Pois bem: em nome desse Legado, de fundo arquetípico e paradigmático, seja-me
permitido registar no quadro ou no écran da fraternal partilha, com a respeitosa atitude que
sempre importará assumir perante tudo quanto nos ultrapassa, AQUELA MESMA ESTELAR E
ORIENTADORA «RECOMENDAÇÃO» que vai no sentido da humildade, da serenidade, da paciência
e da persistência que o próprio Steiner foi buscar a Heidegger:
QUEM QUISER RESPOSTAS, GUARDE SILÊNCIO; QUEM BUSCAR PERGUNTAS, LEIA POESIA ( 3)...
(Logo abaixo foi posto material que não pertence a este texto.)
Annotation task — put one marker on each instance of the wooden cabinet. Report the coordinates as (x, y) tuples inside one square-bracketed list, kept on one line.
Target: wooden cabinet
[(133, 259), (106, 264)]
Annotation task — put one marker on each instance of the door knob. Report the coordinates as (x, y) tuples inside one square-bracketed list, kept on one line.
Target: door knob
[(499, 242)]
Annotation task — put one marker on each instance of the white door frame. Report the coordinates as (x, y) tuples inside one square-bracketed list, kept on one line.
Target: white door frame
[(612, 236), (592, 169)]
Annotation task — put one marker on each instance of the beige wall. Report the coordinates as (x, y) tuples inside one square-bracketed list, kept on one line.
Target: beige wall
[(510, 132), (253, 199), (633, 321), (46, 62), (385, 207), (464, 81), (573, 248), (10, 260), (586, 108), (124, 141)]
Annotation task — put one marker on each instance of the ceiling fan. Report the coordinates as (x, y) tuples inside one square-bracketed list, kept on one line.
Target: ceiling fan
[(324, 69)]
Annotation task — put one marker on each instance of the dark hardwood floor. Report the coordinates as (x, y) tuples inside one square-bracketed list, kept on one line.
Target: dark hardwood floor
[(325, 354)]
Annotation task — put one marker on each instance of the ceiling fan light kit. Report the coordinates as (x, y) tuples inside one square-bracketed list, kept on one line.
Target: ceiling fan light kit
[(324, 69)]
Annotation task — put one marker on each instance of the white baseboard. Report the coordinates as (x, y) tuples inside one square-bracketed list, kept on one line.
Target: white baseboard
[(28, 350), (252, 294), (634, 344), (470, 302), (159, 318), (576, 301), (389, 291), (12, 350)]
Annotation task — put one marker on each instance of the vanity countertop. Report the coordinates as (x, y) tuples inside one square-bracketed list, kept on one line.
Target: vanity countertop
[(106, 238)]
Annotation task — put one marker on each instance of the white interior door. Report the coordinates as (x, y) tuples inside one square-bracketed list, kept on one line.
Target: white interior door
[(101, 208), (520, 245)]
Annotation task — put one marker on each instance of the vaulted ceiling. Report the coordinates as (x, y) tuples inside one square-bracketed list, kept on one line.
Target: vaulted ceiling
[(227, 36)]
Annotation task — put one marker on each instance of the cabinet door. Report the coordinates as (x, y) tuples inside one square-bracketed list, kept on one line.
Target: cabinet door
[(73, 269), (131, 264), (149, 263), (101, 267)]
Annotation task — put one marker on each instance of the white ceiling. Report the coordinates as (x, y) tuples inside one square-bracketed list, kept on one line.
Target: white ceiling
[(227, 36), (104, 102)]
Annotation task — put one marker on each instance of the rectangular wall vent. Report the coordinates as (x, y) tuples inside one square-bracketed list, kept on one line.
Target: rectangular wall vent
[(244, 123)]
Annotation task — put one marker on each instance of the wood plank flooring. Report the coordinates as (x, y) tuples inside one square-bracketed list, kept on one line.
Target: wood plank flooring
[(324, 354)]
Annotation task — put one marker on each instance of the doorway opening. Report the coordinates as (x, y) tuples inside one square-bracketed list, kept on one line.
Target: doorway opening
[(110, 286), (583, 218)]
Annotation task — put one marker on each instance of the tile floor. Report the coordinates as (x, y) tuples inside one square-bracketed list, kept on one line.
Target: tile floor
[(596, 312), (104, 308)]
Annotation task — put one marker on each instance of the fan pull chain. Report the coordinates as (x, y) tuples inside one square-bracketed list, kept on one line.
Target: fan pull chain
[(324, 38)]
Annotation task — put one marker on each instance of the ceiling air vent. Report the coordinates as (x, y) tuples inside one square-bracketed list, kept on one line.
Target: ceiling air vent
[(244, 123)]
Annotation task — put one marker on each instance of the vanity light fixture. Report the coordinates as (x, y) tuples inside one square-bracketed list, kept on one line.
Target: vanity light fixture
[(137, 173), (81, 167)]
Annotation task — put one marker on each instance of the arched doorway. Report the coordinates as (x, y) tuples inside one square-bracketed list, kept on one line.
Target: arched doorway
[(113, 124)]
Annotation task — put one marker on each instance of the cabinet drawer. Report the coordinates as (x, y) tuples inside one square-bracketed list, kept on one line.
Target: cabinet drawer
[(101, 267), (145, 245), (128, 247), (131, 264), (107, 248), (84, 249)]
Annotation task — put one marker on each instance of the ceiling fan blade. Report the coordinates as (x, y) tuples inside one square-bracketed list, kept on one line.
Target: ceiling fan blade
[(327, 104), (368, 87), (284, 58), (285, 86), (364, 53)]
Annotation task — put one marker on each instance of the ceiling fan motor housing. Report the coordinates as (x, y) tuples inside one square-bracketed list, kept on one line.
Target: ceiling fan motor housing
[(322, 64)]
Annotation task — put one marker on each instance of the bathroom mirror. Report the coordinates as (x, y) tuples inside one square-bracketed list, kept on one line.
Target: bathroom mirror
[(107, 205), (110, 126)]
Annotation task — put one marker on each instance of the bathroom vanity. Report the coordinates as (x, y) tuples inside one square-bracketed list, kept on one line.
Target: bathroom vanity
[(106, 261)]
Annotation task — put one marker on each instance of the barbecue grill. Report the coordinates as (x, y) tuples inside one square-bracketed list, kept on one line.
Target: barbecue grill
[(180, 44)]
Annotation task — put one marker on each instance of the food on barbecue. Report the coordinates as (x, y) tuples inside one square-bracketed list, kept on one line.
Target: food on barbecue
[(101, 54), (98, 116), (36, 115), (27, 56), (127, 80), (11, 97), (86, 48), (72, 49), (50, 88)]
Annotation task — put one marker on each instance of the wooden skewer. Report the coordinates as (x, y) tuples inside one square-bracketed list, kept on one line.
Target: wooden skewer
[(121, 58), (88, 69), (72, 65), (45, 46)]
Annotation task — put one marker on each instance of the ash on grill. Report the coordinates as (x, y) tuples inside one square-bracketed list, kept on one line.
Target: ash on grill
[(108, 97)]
Protagonistas, como os Poetas, do verbo fundador, estruturante, energético, sedutor,
sábio, artístico, alumiante, augural, profético e poiético e «porque a realidade profunda da
palavra é o espírito que nela mora ou o espírito que por ela passa», então, a sua palavra — A
Palavra Poética e Alumiante — poderá configurar, com Vergílio Ferreira (4), por uma lado, a
«furtiva correlação de referências que nos orientam do filósofo ao poeta, ao homem
quotidiano», e, pelo outro, a «mágica e real (...) tessitura que em si mesma se resolve (...) para
nela sermos a totalidade do que somos com a aventura do desconhecido e o apelo do mais que nunca é»...
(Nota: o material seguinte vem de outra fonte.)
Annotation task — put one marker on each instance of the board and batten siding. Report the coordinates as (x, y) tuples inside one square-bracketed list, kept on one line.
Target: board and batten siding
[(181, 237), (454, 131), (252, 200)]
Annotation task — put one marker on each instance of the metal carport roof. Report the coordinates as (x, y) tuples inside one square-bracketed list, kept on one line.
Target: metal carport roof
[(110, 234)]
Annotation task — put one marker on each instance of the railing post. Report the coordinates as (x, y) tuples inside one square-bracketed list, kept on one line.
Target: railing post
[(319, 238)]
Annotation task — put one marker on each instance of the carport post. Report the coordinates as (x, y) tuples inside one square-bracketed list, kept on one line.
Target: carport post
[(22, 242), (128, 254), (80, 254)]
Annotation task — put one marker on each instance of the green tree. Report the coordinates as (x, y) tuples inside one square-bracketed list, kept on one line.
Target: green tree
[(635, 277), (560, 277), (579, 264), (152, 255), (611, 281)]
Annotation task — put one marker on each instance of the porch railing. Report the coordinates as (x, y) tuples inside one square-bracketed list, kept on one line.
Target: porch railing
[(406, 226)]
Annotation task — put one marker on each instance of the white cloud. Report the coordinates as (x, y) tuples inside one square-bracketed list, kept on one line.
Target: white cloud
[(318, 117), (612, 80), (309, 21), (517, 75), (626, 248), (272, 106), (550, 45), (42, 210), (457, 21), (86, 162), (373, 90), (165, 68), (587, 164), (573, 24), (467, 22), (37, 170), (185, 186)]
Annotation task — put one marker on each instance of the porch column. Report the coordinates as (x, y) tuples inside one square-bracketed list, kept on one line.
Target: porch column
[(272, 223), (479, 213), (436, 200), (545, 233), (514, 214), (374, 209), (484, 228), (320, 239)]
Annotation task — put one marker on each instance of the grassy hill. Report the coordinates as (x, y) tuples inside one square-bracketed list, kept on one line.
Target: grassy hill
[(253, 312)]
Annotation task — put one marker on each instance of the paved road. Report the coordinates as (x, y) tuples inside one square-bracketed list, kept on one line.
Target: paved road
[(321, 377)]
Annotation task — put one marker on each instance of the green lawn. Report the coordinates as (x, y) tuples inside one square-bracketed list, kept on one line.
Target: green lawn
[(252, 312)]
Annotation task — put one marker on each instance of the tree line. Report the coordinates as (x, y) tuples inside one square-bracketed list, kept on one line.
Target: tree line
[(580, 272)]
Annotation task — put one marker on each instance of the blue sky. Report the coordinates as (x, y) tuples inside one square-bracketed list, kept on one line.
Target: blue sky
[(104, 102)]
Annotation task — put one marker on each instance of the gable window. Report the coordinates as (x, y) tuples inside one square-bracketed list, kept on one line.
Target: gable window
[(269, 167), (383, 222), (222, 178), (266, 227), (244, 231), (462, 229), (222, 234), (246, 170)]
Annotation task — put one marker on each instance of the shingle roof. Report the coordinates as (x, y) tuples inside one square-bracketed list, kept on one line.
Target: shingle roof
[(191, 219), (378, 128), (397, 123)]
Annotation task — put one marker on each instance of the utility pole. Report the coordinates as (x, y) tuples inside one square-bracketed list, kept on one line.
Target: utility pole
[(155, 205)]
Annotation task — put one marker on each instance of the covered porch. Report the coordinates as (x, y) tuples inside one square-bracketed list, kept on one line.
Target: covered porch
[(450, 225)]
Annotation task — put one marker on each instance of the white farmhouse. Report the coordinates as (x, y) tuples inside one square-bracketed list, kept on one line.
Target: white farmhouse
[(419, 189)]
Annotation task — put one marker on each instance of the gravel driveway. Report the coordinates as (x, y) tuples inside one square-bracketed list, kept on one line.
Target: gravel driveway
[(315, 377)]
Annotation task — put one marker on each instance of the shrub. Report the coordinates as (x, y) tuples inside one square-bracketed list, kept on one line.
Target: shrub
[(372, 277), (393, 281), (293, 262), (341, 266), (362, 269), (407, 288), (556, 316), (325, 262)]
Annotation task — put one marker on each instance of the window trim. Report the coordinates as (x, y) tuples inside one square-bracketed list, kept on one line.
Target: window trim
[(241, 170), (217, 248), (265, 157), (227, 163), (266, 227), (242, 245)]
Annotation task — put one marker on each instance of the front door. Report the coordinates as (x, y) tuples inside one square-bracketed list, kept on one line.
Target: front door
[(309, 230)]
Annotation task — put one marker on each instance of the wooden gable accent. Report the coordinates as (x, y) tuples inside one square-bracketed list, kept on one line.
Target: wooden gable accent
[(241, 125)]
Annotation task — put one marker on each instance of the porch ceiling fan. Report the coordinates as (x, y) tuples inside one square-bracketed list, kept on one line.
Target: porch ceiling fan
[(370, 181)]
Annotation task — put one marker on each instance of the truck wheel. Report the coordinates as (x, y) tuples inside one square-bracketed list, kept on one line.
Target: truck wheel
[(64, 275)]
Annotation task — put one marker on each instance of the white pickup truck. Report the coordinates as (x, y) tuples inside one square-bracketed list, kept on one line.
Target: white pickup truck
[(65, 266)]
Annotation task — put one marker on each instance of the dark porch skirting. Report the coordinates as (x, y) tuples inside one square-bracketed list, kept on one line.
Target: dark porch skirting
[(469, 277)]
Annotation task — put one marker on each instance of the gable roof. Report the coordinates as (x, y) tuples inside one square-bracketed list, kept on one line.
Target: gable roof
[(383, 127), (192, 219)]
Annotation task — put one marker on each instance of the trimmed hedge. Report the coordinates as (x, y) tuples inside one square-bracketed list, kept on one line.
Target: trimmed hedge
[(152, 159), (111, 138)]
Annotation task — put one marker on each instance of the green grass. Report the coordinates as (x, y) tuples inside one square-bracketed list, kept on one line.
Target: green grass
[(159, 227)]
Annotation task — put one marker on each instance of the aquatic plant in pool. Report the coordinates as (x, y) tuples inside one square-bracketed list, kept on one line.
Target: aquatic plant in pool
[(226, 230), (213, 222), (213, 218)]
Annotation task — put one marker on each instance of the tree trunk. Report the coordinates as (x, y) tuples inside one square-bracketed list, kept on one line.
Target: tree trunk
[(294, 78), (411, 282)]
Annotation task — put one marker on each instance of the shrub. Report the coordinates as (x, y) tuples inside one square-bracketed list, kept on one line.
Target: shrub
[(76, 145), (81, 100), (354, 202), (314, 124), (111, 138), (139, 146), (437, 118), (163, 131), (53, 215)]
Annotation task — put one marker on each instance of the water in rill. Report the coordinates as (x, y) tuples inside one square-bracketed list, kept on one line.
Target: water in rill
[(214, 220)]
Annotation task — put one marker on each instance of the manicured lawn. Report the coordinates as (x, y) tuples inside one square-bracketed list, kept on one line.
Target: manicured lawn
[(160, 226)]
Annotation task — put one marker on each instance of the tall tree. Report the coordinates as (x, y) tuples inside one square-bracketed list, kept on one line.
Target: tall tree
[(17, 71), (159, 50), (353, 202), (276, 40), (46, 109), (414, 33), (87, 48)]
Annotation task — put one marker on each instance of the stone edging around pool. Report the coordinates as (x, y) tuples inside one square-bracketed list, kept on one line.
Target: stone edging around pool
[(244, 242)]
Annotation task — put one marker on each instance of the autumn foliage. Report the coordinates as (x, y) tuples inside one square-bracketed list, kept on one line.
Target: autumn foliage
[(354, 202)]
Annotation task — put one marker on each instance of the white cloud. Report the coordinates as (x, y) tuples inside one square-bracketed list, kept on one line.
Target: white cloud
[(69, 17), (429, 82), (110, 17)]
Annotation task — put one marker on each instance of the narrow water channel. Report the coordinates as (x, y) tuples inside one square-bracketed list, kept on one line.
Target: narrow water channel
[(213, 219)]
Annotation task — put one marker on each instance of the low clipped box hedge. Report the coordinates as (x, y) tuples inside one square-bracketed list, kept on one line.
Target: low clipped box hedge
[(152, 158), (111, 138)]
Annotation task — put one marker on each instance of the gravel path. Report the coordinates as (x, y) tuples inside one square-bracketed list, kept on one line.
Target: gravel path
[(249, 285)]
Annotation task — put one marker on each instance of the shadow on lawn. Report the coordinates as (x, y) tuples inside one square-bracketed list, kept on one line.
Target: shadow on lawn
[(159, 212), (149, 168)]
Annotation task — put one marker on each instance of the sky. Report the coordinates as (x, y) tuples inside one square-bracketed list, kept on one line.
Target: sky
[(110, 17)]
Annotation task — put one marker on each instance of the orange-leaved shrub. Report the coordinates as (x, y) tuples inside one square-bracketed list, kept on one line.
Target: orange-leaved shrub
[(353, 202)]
E quem sabe?... Com ela no coração puro e sereno e na mente sem maldade e sem
pecado e inspirados naquela mesma «arte de roseira» que leva Herberto Helder a trazer para
dentro da morada quente, luminosa e fascinante de seus fabulosos poemas as crianças que há no
mundo... vindas das mais diversas lunações... a correr com braços e cabelo... como se movessem
água... todas metidas no vento..., RETORNEMOS, ENTÃO, AO TEMPO DA CRIANÇA QUE FOMOS E
QUE CONTINUA A HABITAR DENTRO DE NÓS, retornemos, então, a esse tempo, através do fascínio
do seguinte POEMA:
«Não cortem o cordão que liga o corpo à criança do sonho,
o cordão astral à criança aldebarã, não cortem
o sangue, o ouro. A raiz da floração
coalhada com o laço
o centro das madeiras
negras. A criança do retrato
revelada lenta às luzes de quando
se dorme. Como já pensa, como tem unhas de mármore.
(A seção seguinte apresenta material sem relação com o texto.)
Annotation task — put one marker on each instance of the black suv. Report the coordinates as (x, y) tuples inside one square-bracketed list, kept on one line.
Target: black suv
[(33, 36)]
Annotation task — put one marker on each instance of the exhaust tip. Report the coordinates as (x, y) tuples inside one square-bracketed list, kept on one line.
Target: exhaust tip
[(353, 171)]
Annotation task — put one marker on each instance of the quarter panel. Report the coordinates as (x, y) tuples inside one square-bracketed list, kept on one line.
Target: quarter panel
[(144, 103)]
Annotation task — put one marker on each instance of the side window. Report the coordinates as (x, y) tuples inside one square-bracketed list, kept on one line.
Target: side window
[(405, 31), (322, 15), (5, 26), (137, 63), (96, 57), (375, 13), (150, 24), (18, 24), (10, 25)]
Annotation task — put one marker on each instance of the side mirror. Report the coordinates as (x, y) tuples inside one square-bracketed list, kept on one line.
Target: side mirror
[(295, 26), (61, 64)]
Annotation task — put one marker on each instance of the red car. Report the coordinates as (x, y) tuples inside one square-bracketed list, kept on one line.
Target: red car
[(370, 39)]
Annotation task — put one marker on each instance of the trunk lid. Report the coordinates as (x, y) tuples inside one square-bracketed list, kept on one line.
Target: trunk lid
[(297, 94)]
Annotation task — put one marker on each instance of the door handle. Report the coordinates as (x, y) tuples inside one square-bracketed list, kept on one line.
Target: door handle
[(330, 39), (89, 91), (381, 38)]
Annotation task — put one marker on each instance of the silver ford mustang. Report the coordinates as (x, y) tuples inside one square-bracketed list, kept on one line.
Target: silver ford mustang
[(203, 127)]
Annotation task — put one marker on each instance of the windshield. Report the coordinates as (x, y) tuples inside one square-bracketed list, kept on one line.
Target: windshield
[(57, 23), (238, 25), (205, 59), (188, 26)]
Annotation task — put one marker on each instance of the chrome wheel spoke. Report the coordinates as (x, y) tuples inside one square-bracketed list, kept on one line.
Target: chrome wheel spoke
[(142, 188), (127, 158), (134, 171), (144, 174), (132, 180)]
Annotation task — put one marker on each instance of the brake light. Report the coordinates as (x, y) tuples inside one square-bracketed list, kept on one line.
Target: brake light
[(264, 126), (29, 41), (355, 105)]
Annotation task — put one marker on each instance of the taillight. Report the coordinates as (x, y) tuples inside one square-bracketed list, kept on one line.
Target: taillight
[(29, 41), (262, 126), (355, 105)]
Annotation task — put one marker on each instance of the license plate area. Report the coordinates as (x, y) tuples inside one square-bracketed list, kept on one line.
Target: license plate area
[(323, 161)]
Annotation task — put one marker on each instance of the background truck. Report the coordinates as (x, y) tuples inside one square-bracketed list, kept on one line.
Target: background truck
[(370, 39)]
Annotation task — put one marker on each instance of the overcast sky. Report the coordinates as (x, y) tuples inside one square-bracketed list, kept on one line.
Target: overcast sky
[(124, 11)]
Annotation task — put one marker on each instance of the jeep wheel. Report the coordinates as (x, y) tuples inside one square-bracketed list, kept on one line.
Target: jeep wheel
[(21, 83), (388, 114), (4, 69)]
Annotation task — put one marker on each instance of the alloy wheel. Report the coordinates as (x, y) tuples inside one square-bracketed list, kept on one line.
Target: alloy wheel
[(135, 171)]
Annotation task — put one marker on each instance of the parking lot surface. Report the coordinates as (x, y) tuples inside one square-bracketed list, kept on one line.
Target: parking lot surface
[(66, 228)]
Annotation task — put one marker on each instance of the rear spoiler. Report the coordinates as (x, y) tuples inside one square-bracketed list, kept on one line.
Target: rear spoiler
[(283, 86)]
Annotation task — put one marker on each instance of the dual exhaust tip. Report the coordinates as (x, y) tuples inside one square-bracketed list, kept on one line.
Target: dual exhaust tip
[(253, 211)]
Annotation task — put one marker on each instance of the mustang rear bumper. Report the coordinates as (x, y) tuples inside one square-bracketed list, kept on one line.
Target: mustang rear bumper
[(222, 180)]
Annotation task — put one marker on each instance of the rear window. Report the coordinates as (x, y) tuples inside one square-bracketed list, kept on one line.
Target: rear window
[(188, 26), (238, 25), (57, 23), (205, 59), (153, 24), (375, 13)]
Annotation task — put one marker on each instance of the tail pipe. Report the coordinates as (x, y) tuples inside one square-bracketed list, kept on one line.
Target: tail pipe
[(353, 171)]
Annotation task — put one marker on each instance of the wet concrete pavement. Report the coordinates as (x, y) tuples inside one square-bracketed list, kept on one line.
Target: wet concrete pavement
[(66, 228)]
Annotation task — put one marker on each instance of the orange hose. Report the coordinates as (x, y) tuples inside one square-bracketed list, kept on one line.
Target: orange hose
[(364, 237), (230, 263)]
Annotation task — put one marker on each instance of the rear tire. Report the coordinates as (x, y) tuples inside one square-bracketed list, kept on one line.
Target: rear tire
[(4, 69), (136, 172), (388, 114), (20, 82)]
Não talhem a placenta por onde o fôlego
do mundo lhe ascende à cabeça.
A veia que a liga à morte.
Não lhe arranquem o bloco de água abraçada aonde chega
braço a braço. Sufoca.
Mas não desatem o abraço louco.
Move a terra quando se move.
Não limpem o sal na boca. Esse objecto asteróide,
não o removam.
A árvore de alabastro que as ribeiras
frisam, deixem-na rasgar-se:
— Das entranhas, entre duas crianças, a que era viva
e a criança do sopro, suba
tanta opulência. O trabalho confuso:
que seja brilhante a púrpura.
Fieiras de enxofre, ramais de quartzo, flúor agreste nas bolsas
pulmonares. Deixem que se espalhem as redes
da respiração desde o caos materno ao sonho da criança
exacerbada,
única.» (5)
Viseu, 3 de Maio de 2014.
1 Cf. George Steiner: Lessons of the Masters, Cambridge/Massachusetts, Harvard University Press, 2003 (segui a tradução
espanhola: Lecciones de los Maestros, Madrid, Ediciones Siruela, 2004, especialmente, 169 ss, e a tradução portuguesa: As
Lições dos Mestres, Lisboa, Gradiva, 2005, especialmente, 145 ss). Cf. também George Steiner: Lessons of the Masters,
Massachusetts – Cambridge, Harvard University Press, 2003
2 «A libido sciendi, o desejo insaciável de conhecer, a ânsia profunda de compreender, está gravada no que de melhor há nos
homens e nas mulheres. Tal como é a vocação de professor. Não há arte mais privilegiada. Despertar num outro ser humano
poderes, sonhos que estão para além dos que nos são próprios; induzir nos outros o amor por aquilo que nós amamos; transformar
o presente interior de cada um no seu futuro: eis uma tripla aventura que não é comparável a mais nenhuma outra.» [Ou como
vem escrito no original: «Libido sciendi, a lust for knowledge, an ache for understanding is incised in the best of men and
women. As is the calling of the teacher. There is no craft more privileged. To awaken in another human being powers, dreams
beyond one’s own; to induce in others a love for that which one loves; to make of one’s inward present their future: this is a
threefold adventure like no other»]. Cf. Georges Steiner: Lessons of the Masters, op. cit., págs. 183-184.
3 Idem, ibidem, pág. 113.
4 Cf. Vergílio Ferreira: Invocação ao meu corpo, Lisboa, Bertrand, 21978: 295, 298-299.
5 Herberto Helder: Ou o Poema Contínuo [Última Ciência], Lisboa, Assírio & Alvim, 2004: págs. 430-431.